NATO chief to visit Turkey to push for Sweden’s membership
Jens Stoltenberg, Secretary General of NATO (North Atlantic Treaty Organization), an intergovernmental military alliance, has said that he will soon travel to Turkey to push for Sweden’s membership in the alliance.
He attended a meeting of NATO foreign ministers in Oslo, the capital of Norway. During the meeting, he ensured Sweden’s accession to the alliance. He reportedly said, “I’m confident of course that Sweden will be a member, and then we’re working for that to happen as early as possible.”
During the press conference, Stoltenberg revealed that he talked toTurkish President Recep Tayyip Erdoğan about Sweden’s membership. After the conclusion of a two-day informal meeting of NATO foreign ministers in Oslo, NATO chief revealed that he worked hard to ensure Sweden’s accession to NATO. Sweden’s foreign minister, Tobias Billström, also attended the meeting. Turkey’s Foreign Minister Mevlut Cavusoglu did not attend the meeting.
The NATO chief also welcomed Sweden’s new anti-terrorism laws. He said, “That shows that Sweden has delivered on what they committed to do under the Trilateral Memorandum concluded last year in Madrid.” Under the agreement, the three countries signed a trilateral memorandum to allow the Nordic countries to join the military alliance. President of Turkey, Recep Tayyip Erdogan, urged the two countries to hand over dozens of people Turkey views as “terrorists.”
Reportedly, Turkey asked Sweden to extradite 120 members of what it considers terrorist groups. In August last year, Sweden announced the first extradition of a Turkish citizen as part of the deal.
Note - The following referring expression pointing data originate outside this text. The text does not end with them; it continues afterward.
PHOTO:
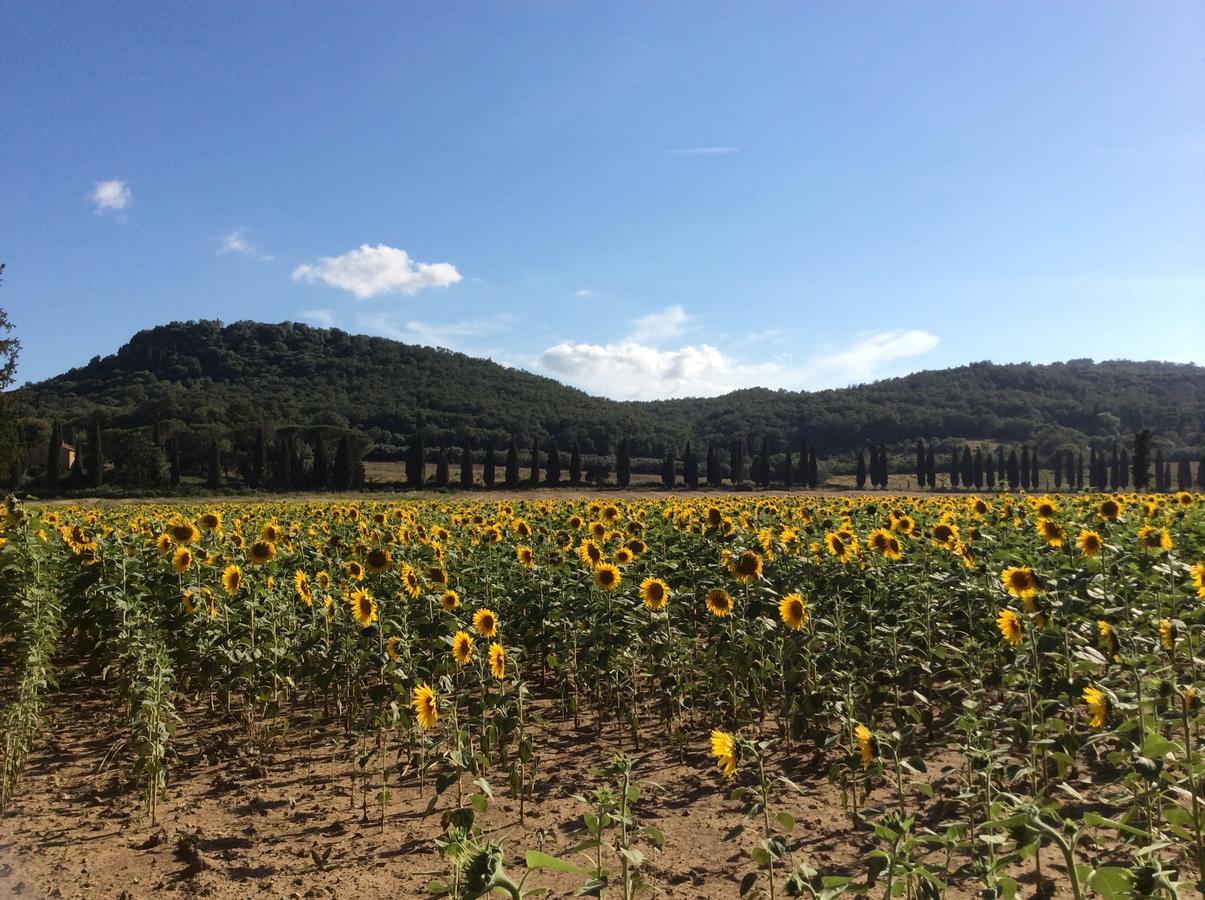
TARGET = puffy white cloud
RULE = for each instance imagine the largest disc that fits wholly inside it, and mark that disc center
(111, 195)
(369, 271)
(629, 370)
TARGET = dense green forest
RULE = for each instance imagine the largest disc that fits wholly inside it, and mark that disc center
(199, 388)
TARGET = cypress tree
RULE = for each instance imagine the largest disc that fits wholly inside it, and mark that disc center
(465, 465)
(319, 476)
(1142, 459)
(442, 470)
(341, 472)
(623, 464)
(213, 476)
(691, 468)
(95, 456)
(552, 465)
(713, 475)
(53, 463)
(575, 465)
(668, 474)
(489, 474)
(512, 464)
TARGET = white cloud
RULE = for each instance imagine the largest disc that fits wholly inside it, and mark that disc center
(111, 195)
(704, 151)
(369, 271)
(658, 327)
(325, 318)
(239, 242)
(629, 370)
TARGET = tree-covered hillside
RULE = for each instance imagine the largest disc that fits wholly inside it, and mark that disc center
(211, 378)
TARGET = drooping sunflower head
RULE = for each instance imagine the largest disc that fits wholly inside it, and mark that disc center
(793, 611)
(654, 593)
(606, 576)
(427, 706)
(485, 622)
(718, 603)
(462, 647)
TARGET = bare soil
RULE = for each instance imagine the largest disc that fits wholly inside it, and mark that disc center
(289, 823)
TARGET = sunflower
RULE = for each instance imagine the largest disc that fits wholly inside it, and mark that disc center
(427, 706)
(1089, 542)
(718, 603)
(723, 748)
(1098, 705)
(262, 552)
(485, 622)
(1009, 623)
(606, 576)
(885, 543)
(654, 593)
(377, 560)
(363, 607)
(1151, 537)
(498, 660)
(1020, 581)
(1167, 634)
(462, 647)
(231, 577)
(868, 745)
(182, 559)
(793, 611)
(1052, 533)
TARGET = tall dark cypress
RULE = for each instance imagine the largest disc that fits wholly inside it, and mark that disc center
(466, 465)
(489, 472)
(213, 476)
(623, 464)
(668, 472)
(53, 460)
(689, 468)
(1142, 459)
(552, 465)
(575, 465)
(512, 464)
(95, 456)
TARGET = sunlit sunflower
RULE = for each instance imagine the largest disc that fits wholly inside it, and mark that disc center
(654, 593)
(262, 552)
(793, 611)
(1020, 581)
(1089, 542)
(485, 622)
(868, 745)
(231, 577)
(723, 748)
(363, 607)
(606, 576)
(377, 560)
(182, 559)
(1009, 623)
(498, 660)
(427, 706)
(718, 603)
(1098, 705)
(462, 647)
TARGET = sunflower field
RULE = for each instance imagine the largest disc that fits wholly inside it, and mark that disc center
(1000, 693)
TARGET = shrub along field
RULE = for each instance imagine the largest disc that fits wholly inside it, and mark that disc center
(705, 696)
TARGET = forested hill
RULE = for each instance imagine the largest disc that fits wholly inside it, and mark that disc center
(207, 376)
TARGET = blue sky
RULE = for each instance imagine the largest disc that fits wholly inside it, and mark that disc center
(640, 199)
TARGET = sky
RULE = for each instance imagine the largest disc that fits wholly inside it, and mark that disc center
(640, 199)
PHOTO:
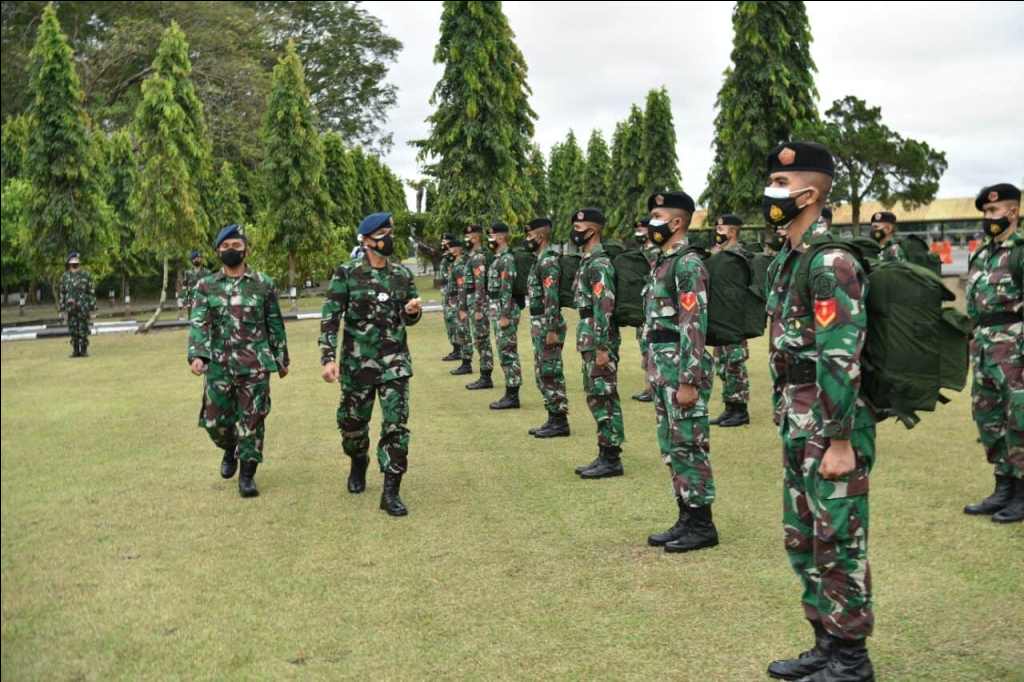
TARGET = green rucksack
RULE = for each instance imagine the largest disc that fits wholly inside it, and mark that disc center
(914, 347)
(632, 273)
(919, 253)
(735, 298)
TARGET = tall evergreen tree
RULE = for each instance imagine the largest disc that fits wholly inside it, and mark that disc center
(481, 129)
(595, 179)
(660, 165)
(767, 93)
(67, 207)
(299, 207)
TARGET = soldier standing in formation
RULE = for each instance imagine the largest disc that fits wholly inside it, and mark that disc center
(504, 314)
(730, 360)
(598, 342)
(680, 371)
(378, 300)
(884, 231)
(817, 329)
(237, 340)
(547, 330)
(995, 304)
(77, 302)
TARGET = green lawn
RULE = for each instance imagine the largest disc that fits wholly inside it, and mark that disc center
(125, 556)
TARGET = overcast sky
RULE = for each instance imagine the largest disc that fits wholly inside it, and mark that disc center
(948, 73)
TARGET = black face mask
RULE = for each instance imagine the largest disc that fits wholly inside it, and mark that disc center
(581, 238)
(231, 257)
(385, 246)
(995, 226)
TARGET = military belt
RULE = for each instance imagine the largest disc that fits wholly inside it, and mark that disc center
(996, 318)
(663, 336)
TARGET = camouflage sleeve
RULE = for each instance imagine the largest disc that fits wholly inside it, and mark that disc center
(691, 288)
(602, 285)
(840, 330)
(335, 304)
(199, 321)
(550, 273)
(276, 336)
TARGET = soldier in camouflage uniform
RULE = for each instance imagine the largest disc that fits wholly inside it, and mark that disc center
(378, 300)
(504, 313)
(598, 341)
(680, 371)
(237, 341)
(995, 304)
(730, 360)
(817, 330)
(547, 330)
(450, 311)
(884, 231)
(77, 302)
(473, 308)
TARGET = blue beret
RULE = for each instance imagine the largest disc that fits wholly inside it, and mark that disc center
(232, 231)
(375, 221)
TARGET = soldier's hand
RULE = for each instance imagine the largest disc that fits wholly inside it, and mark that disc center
(330, 372)
(686, 395)
(838, 461)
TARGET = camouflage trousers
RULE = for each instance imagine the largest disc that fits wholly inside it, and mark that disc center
(233, 411)
(356, 408)
(825, 524)
(685, 444)
(997, 407)
(601, 386)
(548, 371)
(730, 366)
(507, 345)
(79, 329)
(481, 341)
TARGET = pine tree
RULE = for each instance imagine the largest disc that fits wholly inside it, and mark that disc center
(767, 94)
(298, 206)
(595, 179)
(660, 166)
(481, 129)
(67, 209)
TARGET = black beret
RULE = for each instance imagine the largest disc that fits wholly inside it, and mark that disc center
(588, 215)
(801, 157)
(996, 193)
(679, 200)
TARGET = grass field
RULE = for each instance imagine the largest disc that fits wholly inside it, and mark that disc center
(125, 556)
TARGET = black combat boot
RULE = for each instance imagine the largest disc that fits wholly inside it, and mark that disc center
(390, 502)
(848, 663)
(675, 533)
(465, 368)
(808, 662)
(609, 464)
(482, 382)
(1013, 512)
(357, 474)
(229, 463)
(509, 401)
(735, 415)
(556, 427)
(247, 484)
(698, 531)
(997, 500)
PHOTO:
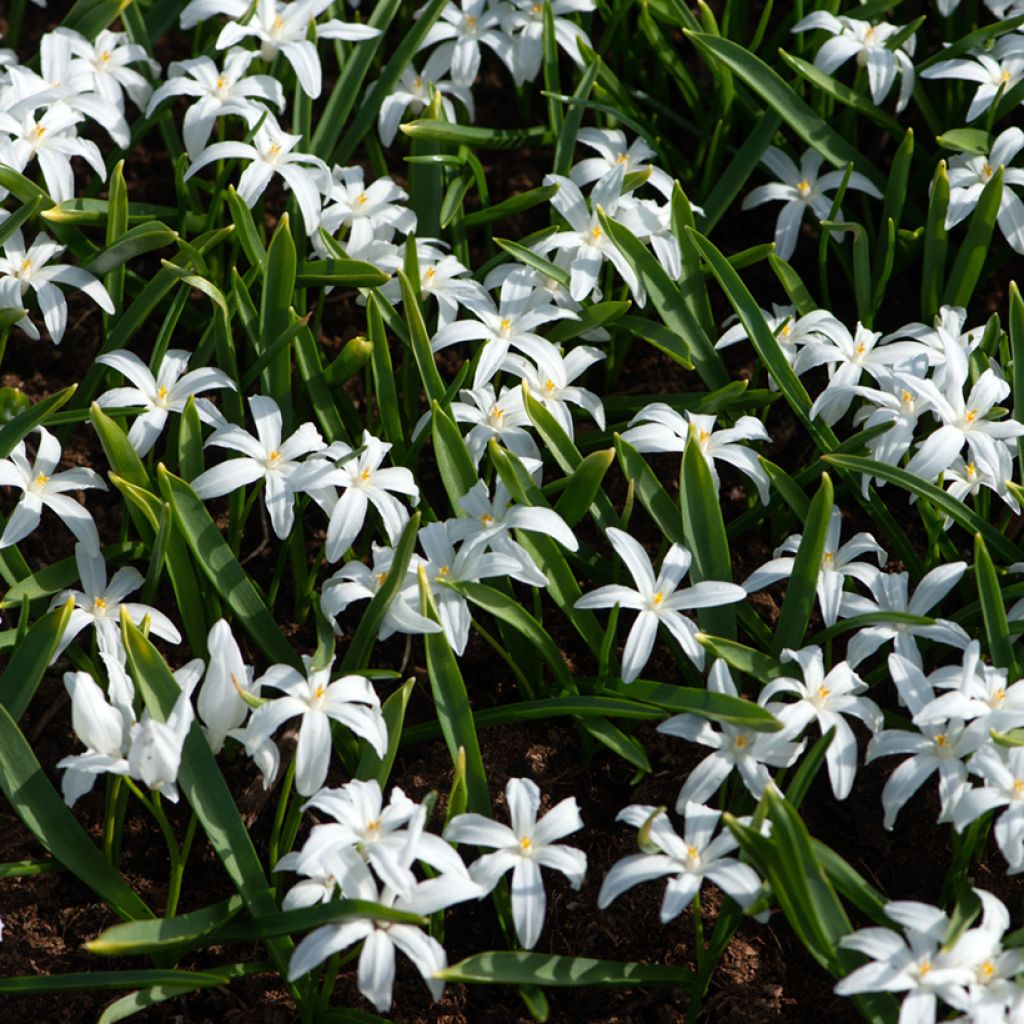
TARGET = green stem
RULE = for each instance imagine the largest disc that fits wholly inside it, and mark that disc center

However, Turkey’s justice minister said that Sweden failed to achieve commitments agreed under the Trilateral Memorandum.
Recently, Mevlüt Çavuşoğlu, the Minister of Foreign Affairs of Turkey, called on Sweden to fulfil its anti-terrorism commitments in order to join NATO. He said, “Fulfil your commitments arising from the Trilateral Memorandum & take concrete steps in the fight against terrorism.”